🤖 AI Summary
Current generative recommendation models (e.g., OneRec) lack explicit, controllable reasoning capabilities, hindering explainable decision-making. To address this, we propose a unified generative recommendation framework integrating dialogue understanding, structured reasoning, and personalized modeling. First, we design Itemic Alignment to achieve cross-modal semantic alignment. Second, we introduce Reasoning Scaffolding—a mechanism that explicitly activates the reasoning capacity of large language models (LLMs). Third, we construct a recommendation-specific reward function tailored to multiple valid-answer preferences, coupled with Think-Ahead reasoning deployment and dialogue-context-aware personalized preference modeling.
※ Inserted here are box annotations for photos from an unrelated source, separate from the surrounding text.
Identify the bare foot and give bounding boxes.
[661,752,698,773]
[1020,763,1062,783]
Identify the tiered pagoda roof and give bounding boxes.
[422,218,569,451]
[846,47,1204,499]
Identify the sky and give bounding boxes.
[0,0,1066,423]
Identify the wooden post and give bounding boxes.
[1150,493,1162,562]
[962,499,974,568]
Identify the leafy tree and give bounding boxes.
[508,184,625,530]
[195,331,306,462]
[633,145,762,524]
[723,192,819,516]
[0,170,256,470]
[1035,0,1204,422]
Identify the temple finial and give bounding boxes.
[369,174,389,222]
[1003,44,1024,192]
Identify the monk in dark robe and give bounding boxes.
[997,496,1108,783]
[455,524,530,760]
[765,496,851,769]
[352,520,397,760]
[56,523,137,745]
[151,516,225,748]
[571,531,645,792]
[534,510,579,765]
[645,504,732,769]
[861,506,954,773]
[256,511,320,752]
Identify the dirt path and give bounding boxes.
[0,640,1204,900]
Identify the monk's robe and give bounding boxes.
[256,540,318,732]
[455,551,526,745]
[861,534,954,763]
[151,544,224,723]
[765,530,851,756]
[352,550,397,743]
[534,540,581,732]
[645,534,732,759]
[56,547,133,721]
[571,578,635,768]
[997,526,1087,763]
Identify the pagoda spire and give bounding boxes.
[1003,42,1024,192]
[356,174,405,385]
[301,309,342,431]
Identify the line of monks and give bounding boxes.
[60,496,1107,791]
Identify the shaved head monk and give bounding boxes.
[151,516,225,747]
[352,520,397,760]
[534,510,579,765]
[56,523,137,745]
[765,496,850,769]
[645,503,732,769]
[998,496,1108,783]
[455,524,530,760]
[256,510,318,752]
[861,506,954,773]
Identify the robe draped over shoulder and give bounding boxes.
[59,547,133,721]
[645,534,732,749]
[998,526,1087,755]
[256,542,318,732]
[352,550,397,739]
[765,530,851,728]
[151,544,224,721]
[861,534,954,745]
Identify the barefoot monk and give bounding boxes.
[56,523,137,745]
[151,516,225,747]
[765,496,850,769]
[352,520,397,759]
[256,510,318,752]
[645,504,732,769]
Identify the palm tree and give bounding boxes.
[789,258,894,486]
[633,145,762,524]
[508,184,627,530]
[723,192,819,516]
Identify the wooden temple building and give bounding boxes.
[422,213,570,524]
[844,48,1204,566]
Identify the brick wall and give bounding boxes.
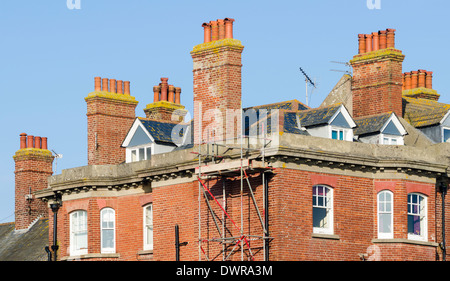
[350,29,405,118]
[191,36,243,142]
[86,79,137,165]
[13,134,53,229]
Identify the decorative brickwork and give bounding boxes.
[144,78,187,122]
[13,134,54,229]
[350,29,405,118]
[191,20,244,143]
[85,77,138,165]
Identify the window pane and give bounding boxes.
[408,215,421,235]
[313,208,328,228]
[331,130,337,140]
[444,129,450,142]
[146,147,152,160]
[102,229,114,248]
[379,213,391,233]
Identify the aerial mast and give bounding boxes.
[300,67,316,106]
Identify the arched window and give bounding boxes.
[100,208,116,253]
[377,190,394,239]
[313,185,333,234]
[408,193,428,241]
[70,210,88,256]
[144,204,153,250]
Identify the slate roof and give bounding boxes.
[403,96,450,128]
[140,118,190,144]
[0,219,49,261]
[297,103,341,127]
[353,112,392,135]
[248,99,309,111]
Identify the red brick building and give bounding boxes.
[7,18,450,261]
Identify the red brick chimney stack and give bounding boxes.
[144,77,187,123]
[402,69,439,101]
[13,133,54,230]
[350,29,404,117]
[85,77,138,165]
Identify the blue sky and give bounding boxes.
[0,0,450,223]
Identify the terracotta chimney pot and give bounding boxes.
[20,133,27,149]
[365,34,372,53]
[42,137,47,149]
[405,72,411,90]
[109,79,116,93]
[358,34,366,54]
[386,28,395,48]
[161,78,169,101]
[102,78,109,92]
[411,71,419,89]
[123,81,130,95]
[27,135,34,148]
[372,32,380,51]
[209,21,219,41]
[175,87,181,104]
[379,30,387,49]
[224,18,234,38]
[167,85,175,103]
[418,69,427,88]
[153,86,161,102]
[34,137,41,149]
[425,71,433,89]
[94,77,102,92]
[117,80,123,94]
[202,22,211,43]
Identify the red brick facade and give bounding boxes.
[44,168,442,261]
[191,18,244,143]
[350,31,404,118]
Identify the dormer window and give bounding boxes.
[380,134,403,145]
[442,127,450,142]
[129,146,152,162]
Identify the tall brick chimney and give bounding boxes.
[350,29,405,117]
[402,69,440,101]
[85,77,138,165]
[144,77,187,122]
[13,133,54,230]
[191,18,244,143]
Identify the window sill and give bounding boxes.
[372,238,439,247]
[138,250,153,255]
[61,253,120,261]
[311,233,340,240]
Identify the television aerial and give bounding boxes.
[300,67,317,106]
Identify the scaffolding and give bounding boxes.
[193,109,273,261]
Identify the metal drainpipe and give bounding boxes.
[440,182,447,261]
[49,199,60,261]
[263,172,269,261]
[175,224,180,261]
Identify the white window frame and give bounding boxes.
[379,134,404,145]
[377,189,394,239]
[143,203,154,250]
[441,127,450,142]
[69,210,88,256]
[312,184,334,234]
[407,192,428,241]
[126,144,153,163]
[100,207,116,254]
[329,125,353,141]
Evaluated on public benchmarks, our method achieves state-of-the-art performance. Deployed in Kuaishou’s industrial recommender system, it increases average user session duration by 0.159%. This demonstrates that explicit textual reasoning simultaneously enhances both recommendation interpretability and effectiveness.
📝 Abstract
The powerful generative capacity of Large Language Models (LLMs) has instigated a paradigm shift in recommendation. However, existing generative models (e.g., OneRec) operate as implicit predictors, critically lacking the capacity for explicit and controllable reasoning-a key advantage of LLMs. To bridge this gap, we propose OneRec-Think, a unified framework that seamlessly integrates dialogue, reasoning, and personalized recommendation. OneRec-Think incorporates: (1) Itemic Alignment: cross-modal Item-Textual Alignment for semantic grounding; (2) Reasoning Activation: Reasoning Scaffolding to activate LLM reasoning within the recommendation context; and (3) Reasoning Enhancement, where we design a recommendation-specific reward function that accounts for the multi-validity nature of user preferences. Experiments across public benchmarks show state-of-the-art performance. Moreover, our proposed "Think-Ahead" architecture enables effective industrial deployment on Kuaishou, achieving a 0.159% gain in APP Stay Time and validating the practical efficacy of the model's explicit reasoning capability.